Neste estudo também foi investigado o aspecto da cidadania, notou-se em evidencia no diálogo virtual a solicitação de respeito pelo diferente. Os usuários de internet queixaram-se de que sua religião não foi tratada com respeito. A queixa assumiu uma dimensão ética ligada à responsabilidade de existir em sociedade e conseguir promover práticas de cidadania assentadas no respeito ao outro, como outro, ou seja, o diferente.
A convivência com aquele que é diferente aparece como condição sine qua non para a vida em sociedade, pois convivemos em uma sociedade cuja característica é a diversidade e sendo assim, não agradam algumas emoções e predisposições naturais humanas para a segregação, tais predisposições devem ser repensadas no âmbito da comunicação para promover e melhorar a coexistência cidadã.
Apesar de resistir, o ser humano é fadado à alteridade, à diversidade, à diferença.
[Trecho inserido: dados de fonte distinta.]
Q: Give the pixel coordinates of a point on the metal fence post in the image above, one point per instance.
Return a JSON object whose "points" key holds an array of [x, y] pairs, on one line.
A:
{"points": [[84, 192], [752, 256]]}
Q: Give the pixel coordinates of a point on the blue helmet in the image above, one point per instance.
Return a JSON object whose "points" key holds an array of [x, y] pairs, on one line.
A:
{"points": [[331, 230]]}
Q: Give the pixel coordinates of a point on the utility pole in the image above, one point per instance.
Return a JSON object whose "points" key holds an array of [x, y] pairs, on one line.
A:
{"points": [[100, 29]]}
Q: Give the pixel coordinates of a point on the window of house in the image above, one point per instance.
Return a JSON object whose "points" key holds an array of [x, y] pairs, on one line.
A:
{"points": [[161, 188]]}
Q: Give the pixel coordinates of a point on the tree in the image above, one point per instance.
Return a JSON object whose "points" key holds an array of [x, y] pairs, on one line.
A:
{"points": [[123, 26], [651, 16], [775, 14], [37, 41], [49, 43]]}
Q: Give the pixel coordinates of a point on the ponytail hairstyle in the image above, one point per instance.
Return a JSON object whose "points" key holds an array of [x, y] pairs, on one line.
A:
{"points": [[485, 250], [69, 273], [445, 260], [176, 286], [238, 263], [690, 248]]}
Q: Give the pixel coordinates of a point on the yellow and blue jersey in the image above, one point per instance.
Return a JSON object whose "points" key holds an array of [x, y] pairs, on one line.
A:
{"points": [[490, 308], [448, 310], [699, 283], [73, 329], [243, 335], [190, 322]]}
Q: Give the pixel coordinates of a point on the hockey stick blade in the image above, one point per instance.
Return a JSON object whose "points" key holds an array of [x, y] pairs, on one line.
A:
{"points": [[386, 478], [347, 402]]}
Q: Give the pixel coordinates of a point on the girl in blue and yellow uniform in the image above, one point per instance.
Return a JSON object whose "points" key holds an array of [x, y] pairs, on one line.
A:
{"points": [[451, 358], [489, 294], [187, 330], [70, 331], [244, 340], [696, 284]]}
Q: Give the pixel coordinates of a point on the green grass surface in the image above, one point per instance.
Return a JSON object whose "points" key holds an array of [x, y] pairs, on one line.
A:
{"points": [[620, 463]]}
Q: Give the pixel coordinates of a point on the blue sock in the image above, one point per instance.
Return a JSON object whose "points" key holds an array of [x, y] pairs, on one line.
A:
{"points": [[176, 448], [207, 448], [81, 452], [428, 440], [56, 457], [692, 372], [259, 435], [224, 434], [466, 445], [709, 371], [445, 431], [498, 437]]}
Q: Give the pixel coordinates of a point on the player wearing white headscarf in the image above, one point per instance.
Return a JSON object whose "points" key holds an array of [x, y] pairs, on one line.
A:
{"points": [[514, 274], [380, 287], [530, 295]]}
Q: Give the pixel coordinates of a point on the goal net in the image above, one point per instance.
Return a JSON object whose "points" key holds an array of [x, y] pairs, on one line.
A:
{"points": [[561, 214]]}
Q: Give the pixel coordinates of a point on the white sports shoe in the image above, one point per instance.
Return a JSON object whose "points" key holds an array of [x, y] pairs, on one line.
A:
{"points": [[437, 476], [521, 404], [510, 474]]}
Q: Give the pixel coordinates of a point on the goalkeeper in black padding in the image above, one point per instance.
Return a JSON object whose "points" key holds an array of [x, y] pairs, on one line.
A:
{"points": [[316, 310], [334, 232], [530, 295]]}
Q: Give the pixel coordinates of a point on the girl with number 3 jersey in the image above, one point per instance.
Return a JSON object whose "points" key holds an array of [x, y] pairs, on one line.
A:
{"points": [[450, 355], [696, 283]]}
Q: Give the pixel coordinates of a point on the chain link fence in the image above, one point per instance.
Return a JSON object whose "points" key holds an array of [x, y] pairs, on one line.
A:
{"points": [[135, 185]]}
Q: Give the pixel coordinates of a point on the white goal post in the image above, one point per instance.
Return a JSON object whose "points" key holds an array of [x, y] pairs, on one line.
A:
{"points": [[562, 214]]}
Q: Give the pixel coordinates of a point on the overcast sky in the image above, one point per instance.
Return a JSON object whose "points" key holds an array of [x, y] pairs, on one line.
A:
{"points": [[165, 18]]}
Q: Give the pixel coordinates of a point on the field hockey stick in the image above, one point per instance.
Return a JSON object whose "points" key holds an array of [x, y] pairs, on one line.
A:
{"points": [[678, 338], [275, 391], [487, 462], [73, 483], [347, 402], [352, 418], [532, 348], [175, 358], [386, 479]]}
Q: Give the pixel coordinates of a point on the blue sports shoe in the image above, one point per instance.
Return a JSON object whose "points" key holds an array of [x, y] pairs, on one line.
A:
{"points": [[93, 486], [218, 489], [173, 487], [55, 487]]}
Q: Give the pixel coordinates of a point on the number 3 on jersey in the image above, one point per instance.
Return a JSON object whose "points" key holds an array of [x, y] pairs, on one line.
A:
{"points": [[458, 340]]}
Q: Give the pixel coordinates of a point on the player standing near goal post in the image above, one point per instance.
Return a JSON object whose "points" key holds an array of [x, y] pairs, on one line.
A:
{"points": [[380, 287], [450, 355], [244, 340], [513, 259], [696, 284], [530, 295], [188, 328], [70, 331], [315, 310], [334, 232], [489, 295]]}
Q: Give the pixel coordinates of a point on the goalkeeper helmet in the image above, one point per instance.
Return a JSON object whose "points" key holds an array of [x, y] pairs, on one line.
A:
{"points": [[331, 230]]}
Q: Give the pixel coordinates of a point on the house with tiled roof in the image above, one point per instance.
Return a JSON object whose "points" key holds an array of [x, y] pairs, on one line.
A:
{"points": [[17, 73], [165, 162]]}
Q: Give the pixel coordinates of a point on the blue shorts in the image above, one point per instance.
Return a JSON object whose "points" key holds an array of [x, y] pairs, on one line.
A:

Desse modo, o problema não seria a diferença. Mas, como se lida com as diferenças, afinal, elas precisam ser dialogadas, para que não produzam violência. Neste estudo foi observada a utilização de expressões de comparação e julgamentos moralizantes, que subentendem uma natureza errada ou maligna nas pessoas que não agem em consonância com os valores de quem fala, chegando ao ponto de demonstrações de negação da cidadania.
Nos dados, também foram identificados discursos distantes da linha de conflito, agressividade, exclusão e violência; momento em que houve nos usuários de internet a percepção de que os seres humanos são diferentes, mas iguais; de um lado temos a diversidade, as diferenças, tudo ao mesmo tempo; e, de outro, amostras de que estas diferenças são contingentes, não necessárias; são transitórias, não permanentes; são frutos do meio, não da natureza; são adquiridas, não inatas.
Então, devemos nos voltar para os estudos das emoções. Ao fazer isto, verificaremos que elas são socialmente modificadas; a repulsa, o sarcasmo, a raiva, a violência verbal são engendradas e modificadas socialmente. Em outras palavras, as emoções são construídas na significação das interações e se tornam reais para a sociedade a partir de uma construção arbitrária. Aqui, quando se fala em construção arbitrária significa o arbítrio daquele que age, ou seja, no movimento, no impulso, não na reflexão.